Chissà quanti spunti ne avrebbe tratto Pirandello per il suo teatro. Ricordate il successo di "Ma non è una cosa seria"? Ma parafrasando un vecchio ritornello del passato, si può canticchiare per fortuna che Giancarlo (Giorgetti) c'è ed ha sempre il boccino un mano. Lo ha mostrato anche a Losanna, col suo francese più e il suo inglese meno, andando per primo a salutare gli svedesi sconfitti. Il solo che pare avere le idee chiare, anche se in questa avventura ce l'hanno un po' tirato per il bavero (dovere di militanza?). In questa chiave va letta la sua idea della doppia governance, un manager privato a gestire l'evento e una società mista per realizzare le opere pubbliche.
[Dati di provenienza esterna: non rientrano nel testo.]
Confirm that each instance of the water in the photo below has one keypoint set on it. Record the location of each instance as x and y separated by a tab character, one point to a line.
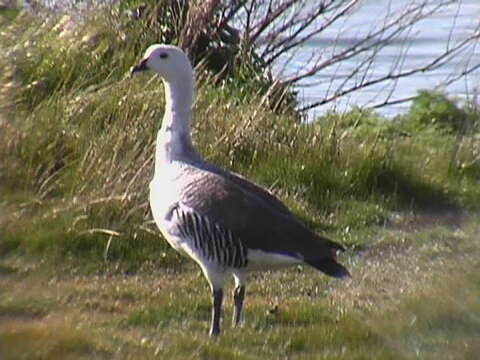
428	39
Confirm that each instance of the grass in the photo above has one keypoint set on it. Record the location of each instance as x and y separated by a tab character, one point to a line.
86	275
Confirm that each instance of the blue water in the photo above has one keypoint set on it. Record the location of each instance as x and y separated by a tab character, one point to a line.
428	39
420	45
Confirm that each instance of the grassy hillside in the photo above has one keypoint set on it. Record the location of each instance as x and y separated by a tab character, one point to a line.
86	274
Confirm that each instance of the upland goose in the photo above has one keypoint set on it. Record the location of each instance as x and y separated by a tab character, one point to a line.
225	223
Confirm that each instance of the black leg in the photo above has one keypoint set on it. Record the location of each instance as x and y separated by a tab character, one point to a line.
216	312
238	296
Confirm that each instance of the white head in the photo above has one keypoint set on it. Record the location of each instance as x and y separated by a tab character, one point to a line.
169	61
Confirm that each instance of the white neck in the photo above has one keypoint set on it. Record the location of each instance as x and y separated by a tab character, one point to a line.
174	140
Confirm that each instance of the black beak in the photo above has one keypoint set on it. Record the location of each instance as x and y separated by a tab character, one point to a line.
138	68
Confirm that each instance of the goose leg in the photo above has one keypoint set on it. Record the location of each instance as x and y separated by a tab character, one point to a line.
216	312
238	296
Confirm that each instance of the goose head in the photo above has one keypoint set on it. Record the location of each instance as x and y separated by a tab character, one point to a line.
169	61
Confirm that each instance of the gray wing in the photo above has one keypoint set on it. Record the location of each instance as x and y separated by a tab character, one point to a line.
257	220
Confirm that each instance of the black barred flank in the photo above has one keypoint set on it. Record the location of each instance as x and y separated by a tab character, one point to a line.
214	242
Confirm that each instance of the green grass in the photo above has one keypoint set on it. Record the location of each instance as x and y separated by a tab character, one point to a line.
88	276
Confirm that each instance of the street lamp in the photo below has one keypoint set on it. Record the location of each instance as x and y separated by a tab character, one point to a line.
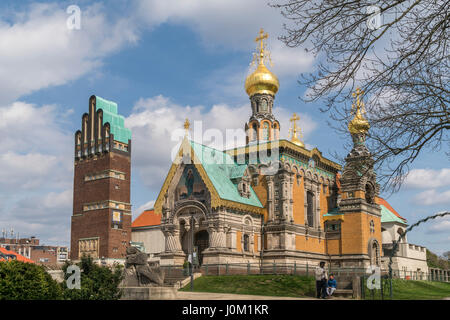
192	252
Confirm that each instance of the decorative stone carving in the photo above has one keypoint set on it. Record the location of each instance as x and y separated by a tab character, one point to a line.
138	273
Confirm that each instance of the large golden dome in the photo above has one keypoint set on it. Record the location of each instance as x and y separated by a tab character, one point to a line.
261	81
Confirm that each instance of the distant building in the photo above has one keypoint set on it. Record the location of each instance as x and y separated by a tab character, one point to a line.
31	249
146	232
410	260
7	255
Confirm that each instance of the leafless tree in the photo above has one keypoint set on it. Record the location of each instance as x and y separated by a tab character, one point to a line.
401	63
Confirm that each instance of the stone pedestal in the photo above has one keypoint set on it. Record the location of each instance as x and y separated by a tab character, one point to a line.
149	293
172	258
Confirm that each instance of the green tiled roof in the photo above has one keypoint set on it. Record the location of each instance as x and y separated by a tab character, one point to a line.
220	168
388	216
333	212
116	121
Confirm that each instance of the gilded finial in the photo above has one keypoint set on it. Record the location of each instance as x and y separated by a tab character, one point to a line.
260	39
187	124
359	123
294	129
261	80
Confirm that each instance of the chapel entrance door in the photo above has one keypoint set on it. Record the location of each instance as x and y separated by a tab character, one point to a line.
201	242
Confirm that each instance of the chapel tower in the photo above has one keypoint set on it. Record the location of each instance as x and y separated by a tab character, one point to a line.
101	220
261	86
361	230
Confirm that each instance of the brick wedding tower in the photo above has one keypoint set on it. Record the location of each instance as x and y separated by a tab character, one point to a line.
101	220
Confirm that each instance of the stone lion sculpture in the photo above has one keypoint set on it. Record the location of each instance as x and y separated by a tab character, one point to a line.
138	273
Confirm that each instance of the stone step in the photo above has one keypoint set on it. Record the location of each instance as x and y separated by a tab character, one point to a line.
344	293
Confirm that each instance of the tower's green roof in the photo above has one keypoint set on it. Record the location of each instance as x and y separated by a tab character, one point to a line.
116	121
221	168
388	216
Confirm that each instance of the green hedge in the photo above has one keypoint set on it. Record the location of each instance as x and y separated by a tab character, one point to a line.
27	281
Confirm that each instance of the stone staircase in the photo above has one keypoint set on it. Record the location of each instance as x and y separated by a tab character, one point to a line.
344	287
176	277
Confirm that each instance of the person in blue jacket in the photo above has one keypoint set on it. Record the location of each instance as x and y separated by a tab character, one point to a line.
331	285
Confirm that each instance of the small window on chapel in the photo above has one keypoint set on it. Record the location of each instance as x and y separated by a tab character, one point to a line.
372	226
246	242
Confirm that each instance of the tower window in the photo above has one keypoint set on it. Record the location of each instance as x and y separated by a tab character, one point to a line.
310	208
265	131
246	242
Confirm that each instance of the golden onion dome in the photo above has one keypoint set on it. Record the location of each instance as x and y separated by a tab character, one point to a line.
261	81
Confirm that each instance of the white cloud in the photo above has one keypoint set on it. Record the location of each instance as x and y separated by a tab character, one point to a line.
432	197
38	50
145	206
35	171
428	178
232	24
157	126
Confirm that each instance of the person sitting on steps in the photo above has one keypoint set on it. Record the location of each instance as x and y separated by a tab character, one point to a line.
331	286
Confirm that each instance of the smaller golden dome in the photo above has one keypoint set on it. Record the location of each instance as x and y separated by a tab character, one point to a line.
261	81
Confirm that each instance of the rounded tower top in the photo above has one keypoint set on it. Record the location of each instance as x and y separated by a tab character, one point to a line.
261	80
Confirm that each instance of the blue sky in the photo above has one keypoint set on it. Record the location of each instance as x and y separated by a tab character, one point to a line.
161	61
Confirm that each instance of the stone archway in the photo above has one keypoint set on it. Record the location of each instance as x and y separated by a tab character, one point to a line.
374	252
191	219
201	242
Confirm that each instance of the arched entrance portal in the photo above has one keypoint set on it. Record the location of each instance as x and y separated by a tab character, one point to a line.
201	242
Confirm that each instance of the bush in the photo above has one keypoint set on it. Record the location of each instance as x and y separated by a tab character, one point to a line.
97	282
26	281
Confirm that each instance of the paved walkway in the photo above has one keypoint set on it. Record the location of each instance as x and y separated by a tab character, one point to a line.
183	295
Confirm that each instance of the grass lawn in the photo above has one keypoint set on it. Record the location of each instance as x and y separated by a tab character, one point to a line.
415	290
264	285
302	286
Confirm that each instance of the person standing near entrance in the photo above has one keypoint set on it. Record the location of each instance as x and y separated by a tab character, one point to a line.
321	280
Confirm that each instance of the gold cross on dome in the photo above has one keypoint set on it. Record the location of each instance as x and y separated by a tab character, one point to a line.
359	104
186	125
260	39
294	118
294	129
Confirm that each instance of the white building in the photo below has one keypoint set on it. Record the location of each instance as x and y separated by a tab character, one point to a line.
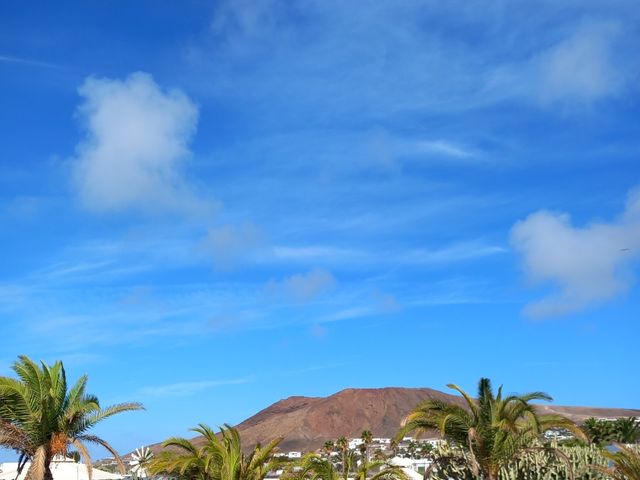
62	469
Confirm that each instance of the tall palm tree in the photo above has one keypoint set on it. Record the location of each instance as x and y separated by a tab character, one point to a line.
221	457
343	445
367	438
40	417
494	430
328	447
625	463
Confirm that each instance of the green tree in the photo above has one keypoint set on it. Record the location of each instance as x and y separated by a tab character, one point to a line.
492	429
40	417
605	432
328	447
625	463
346	458
367	438
314	467
221	457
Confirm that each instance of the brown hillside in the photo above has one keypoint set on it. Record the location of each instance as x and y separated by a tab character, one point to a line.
306	423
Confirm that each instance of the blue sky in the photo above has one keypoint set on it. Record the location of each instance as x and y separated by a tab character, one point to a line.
209	206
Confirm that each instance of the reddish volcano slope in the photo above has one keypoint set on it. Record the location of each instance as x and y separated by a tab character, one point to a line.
306	423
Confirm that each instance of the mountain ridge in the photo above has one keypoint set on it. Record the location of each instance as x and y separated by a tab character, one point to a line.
305	423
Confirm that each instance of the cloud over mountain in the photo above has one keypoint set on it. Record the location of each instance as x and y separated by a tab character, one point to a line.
588	265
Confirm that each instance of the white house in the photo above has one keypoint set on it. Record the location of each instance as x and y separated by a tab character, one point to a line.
62	469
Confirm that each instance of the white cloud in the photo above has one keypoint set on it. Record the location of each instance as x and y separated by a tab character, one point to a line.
588	264
137	137
229	243
303	287
183	389
581	68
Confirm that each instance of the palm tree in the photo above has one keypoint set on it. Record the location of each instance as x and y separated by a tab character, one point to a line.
328	447
367	438
40	417
492	429
625	463
343	445
220	458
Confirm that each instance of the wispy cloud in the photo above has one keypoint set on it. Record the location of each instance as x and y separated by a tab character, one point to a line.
27	62
587	265
185	389
302	287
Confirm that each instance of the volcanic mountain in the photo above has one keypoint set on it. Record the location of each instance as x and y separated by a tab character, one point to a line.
306	423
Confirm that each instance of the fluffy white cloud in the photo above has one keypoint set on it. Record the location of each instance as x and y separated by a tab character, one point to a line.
302	287
588	264
136	137
229	243
582	68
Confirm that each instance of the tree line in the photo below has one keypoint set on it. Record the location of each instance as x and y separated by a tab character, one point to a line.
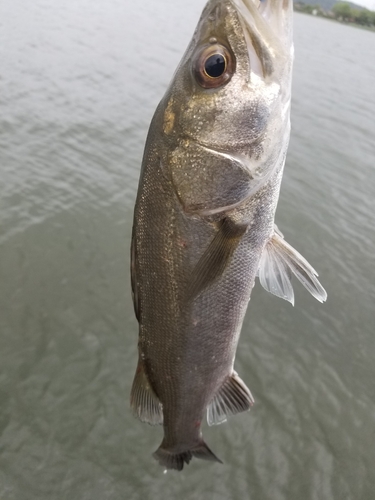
341	11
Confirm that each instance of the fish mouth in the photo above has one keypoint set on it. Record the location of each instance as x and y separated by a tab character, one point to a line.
267	27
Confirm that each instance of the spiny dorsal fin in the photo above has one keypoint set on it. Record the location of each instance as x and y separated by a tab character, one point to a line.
216	258
233	397
277	263
143	400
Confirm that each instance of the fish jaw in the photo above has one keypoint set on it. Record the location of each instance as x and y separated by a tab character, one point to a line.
247	120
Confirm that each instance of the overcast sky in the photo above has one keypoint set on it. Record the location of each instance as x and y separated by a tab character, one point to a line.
370	4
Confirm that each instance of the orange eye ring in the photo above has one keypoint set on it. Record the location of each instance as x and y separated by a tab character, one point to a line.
214	66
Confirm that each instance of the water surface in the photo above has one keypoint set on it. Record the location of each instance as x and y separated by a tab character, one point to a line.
79	84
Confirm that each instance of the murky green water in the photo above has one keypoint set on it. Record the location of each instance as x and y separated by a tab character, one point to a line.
79	83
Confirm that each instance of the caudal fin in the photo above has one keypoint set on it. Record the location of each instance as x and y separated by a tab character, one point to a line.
176	460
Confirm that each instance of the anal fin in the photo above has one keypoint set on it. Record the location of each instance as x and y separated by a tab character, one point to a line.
278	262
233	397
143	400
Lo hanno fatto a Londra 2012 quando Seb Coe risolse con un annuncio sull'Economist e si vide rispondere da Paul Deighton. L'economista appena uscito da Goldman Sachs con una buonosciuta da 110 milioni di dollari. L'avrebbe fatto gratis anche se poi non fui così. E da noi?
Da noi i nomi sono già tanti, troppi, almeno a stare ai giornali e ai bene informati (per Sport&Salute a proporsi furono in 200 e nessun disoccupato). Vedremo, anche perchè - in mancanza di altro - pare che proprio sui nomi si ghiochi la partita: e qui Giorgetti potrebbe non avere vita tranquilla. Almeno a giudicare da quanto Beppe Sala, il sindaco di cui sopra, ha appena affidato a l'Espresso: "Giancarlo Giorgetti dice che ha già in mente qualcuno, non voglio sapere chi è perché non va bene il metodo. Dobbiamo discutere di cosa serve, ascoltare tutti, [...] studieremo i profili e la governance necessaria. Se qualcuno ha già in mente i nomi se li tolga dalla testa, sono inaccettabili senza una riflessione comune. Non stiamo insieme per vincere una candidatura, si sta insieme per fare un buon lavoro. Non ho un atteggiamento di protervia, la mia esperienza è al servizio, però nessuno si sogni di prendere decisioni a tavolino, a Palazzo Chigi o da qualche altra parte”.
E' trascorsa appena una settimana dal pomeriggio di Losanna. A proposito di teatro, siamo al primo atto. O forse solo al prologo.